A Byzance, les Grecs, en contact avec les civilisations de l'Orient, non-seulement ne réagirent pas contre les tendances hiératiques, mais s'y soumirent entièrement, et l'on vit se produire ce fait étrange: que l'introduction du christianisme, loin d'émanciper les arts dans l'empire d'Orient, prétendit, au contraire, les subordonner à certaines formules, à des types consacrés. Tant il est vrai que l'adoption de telle ou telle religion chez une nation ne modifie pas ses tendances de race et n'a, sur l'expression de ses mœurs, sur l'art, qu'une faible influence.
Il arriva même qu'à Byzance l'aversion traditionnelle des Sémites pour la représentation des êtres animés, et particulièrement de la divinité sous une forme humaine, faillit à deux reprises exclure des œuvres d'art toute image empruntée au règne animal. L'art grec byzantin s'arrêta toutefois dans son exclusivisme, et se borna à établir des types invariables et consacrés quant à la représentation des personnages divins et saints. L'école du Mont-Athos conserva ces sortes de recettes jusqu'à notre époque.
Mais aussi advint-il de cette école ce qu'il advint des grandes écoles de l'Égypte.
Les premiers types sont les plus purs et les plus remarquables au point de vue de l'art, et chaque reproduction marque un pas dans la voie de la décadence.
Les peuplades innombrables, issues de l'Orient, qui ne cessèrent de se jeter sur l'Europe, appartenant la plupart à la race aryenne et dont le flot sans cesse renouvelé finit par faire sombrer l'empire romain, avaient-elles conservé de leur berceau des traditions et continuèrent-elles à demeurer en communication avec les contrées d'où elles étaient sorties? Toujours est-il que, dans les objets d'art laissés par elles, l'origine asiatique est incontestable.

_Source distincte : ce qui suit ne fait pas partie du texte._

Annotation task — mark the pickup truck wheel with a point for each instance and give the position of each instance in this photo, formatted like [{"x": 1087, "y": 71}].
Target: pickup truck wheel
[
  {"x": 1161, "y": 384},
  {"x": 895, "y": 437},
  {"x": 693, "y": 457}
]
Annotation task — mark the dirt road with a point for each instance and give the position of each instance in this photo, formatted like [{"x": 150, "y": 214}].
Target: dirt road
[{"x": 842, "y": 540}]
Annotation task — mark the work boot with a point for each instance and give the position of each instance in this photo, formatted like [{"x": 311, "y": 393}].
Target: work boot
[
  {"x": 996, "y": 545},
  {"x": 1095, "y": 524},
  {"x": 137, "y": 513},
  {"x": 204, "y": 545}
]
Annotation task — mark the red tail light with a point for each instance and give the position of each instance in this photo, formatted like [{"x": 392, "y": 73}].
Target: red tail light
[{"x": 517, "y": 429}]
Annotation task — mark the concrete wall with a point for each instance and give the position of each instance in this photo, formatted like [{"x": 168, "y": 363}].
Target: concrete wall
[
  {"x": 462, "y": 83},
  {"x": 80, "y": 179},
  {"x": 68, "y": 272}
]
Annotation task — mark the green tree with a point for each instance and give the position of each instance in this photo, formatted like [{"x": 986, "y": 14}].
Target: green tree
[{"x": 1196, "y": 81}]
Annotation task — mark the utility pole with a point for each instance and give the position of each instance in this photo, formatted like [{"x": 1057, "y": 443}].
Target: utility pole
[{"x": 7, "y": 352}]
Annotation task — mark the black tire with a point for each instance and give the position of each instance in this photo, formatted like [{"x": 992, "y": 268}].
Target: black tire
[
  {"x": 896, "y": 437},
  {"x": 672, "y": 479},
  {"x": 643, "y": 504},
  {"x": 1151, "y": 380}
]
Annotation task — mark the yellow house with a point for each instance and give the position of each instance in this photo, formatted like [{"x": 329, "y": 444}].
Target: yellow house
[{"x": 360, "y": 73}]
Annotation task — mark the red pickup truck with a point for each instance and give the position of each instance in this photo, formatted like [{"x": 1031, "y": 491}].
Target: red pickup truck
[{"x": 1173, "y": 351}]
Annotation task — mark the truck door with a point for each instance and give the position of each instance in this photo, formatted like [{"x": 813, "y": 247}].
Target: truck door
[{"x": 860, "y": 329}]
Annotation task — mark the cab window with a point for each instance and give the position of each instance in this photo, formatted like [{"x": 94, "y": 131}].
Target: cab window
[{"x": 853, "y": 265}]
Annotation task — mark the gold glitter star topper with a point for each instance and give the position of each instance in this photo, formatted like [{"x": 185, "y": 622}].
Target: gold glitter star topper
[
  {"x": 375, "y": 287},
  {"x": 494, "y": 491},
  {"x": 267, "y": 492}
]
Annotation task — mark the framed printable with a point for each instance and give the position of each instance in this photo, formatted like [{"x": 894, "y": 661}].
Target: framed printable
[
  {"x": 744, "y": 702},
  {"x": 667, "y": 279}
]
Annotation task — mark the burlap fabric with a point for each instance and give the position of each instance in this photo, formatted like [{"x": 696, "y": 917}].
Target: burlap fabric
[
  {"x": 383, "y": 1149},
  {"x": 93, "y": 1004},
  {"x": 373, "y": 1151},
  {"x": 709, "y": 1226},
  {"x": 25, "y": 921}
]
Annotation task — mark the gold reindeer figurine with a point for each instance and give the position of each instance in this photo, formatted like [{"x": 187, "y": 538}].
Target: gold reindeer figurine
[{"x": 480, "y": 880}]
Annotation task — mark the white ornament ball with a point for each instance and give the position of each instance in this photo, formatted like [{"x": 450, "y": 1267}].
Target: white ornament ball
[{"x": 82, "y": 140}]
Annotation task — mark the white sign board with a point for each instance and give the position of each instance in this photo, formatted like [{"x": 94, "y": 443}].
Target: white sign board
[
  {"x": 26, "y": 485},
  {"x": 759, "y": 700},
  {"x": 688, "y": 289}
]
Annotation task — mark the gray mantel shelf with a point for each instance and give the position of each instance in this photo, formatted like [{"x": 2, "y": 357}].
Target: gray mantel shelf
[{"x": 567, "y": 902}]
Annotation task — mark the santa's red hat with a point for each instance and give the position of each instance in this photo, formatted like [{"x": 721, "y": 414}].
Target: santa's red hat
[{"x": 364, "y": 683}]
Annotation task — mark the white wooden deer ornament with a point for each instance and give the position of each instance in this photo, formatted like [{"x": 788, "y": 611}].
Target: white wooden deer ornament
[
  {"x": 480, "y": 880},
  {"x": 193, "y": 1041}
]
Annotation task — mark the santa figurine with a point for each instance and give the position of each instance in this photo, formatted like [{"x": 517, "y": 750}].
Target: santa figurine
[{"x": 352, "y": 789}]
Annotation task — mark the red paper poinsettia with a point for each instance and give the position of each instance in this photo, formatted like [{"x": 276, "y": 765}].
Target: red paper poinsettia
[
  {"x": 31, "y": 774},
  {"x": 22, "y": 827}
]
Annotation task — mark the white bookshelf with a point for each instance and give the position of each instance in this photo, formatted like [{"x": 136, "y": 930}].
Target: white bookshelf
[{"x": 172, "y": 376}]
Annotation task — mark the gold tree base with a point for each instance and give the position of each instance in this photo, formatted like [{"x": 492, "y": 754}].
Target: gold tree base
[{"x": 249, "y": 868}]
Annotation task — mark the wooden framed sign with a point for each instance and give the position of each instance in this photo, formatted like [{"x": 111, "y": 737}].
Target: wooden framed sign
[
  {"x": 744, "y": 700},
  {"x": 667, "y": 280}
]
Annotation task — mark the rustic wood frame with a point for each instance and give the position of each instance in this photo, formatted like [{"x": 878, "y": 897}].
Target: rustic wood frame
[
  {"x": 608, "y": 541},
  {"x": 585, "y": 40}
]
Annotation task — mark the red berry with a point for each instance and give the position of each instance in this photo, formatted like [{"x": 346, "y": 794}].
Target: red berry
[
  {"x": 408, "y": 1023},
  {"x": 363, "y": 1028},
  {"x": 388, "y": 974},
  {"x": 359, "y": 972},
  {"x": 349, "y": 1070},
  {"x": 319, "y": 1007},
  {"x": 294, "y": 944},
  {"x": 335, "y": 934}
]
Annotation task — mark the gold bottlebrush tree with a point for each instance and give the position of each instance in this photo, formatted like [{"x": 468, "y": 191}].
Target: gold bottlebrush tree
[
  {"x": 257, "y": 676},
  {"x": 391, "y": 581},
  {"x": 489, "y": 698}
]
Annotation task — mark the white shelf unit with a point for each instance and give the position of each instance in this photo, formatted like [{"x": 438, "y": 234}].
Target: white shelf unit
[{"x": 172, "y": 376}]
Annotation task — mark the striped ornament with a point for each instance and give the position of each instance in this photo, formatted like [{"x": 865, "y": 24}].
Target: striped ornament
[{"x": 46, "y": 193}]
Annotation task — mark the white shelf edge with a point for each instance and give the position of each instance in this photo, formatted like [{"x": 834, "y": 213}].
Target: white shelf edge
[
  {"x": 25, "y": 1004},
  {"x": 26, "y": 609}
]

Mieux qu'aucun peuple, les Russes ne cessèrent de conserver ces traditions et de les rajeunir, pourrait-on dire, chaque fois qu'un flot nouveau passait sur leur territoire; car c'était toujours de l'Orient septentrional ou méridional, de l'Oural ou du Taurus, que sortaient les envahisseurs ou ceux qui demandaient une place à l'ouest de la mer Caspienne. Qu'ils se présentassent comme ennemis ou comme colons, ils apportaient avec eux quelque chose de cette Asie, grande matrice des civilisations.
Ainsi la Russie, élevée à l'école des arts de Byzance, mais possédant dès une haute antiquité ses traditions d'art asiatiques, devait sans cesse pouvoir les retremper à leur source.
Cet art russe n'était donc pas fatalement frappé de décadence comme l'était l'art byzantin. Il ne vivait pas seulement sur lui-même, mais profitait de tous les apports passant d'Asie en Europe et de la fréquence de ses communications avec l'extrême Orient. Aussi, pendant qu'au XVe siècle l'empire d'Orient s'effondrait, ne laissant des dernières expressions de ses arts qu'une trace pâle et sans style, la Russie, au contraire, élevait des édifices, fabriquait des objets d'une haute valeur au point de vue de l'art.
L'Occident n'avait qu'une faible part dans ces productions; mais cependant cet appoint était suffisant pour que l'art russe pût se distinguer des arts de l'Orient par une certaine liberté de conception, une variété dans l'exécution qui en faisaient un produit original plein de promesses et dont les développements eussent pu être merveilleux, si la marche naturelle des choses n'avait été entravée par la passion avec laquelle la haute société russe se jeta sur les œuvres d'art de l'Italie, de l'Allemagne et de la France.
Nous devons, maintenant que les origines de l'art russe sont connues, analyser cet art au moment de son développement et montrer quelles étaient les ressources nombreuses dont il disposait.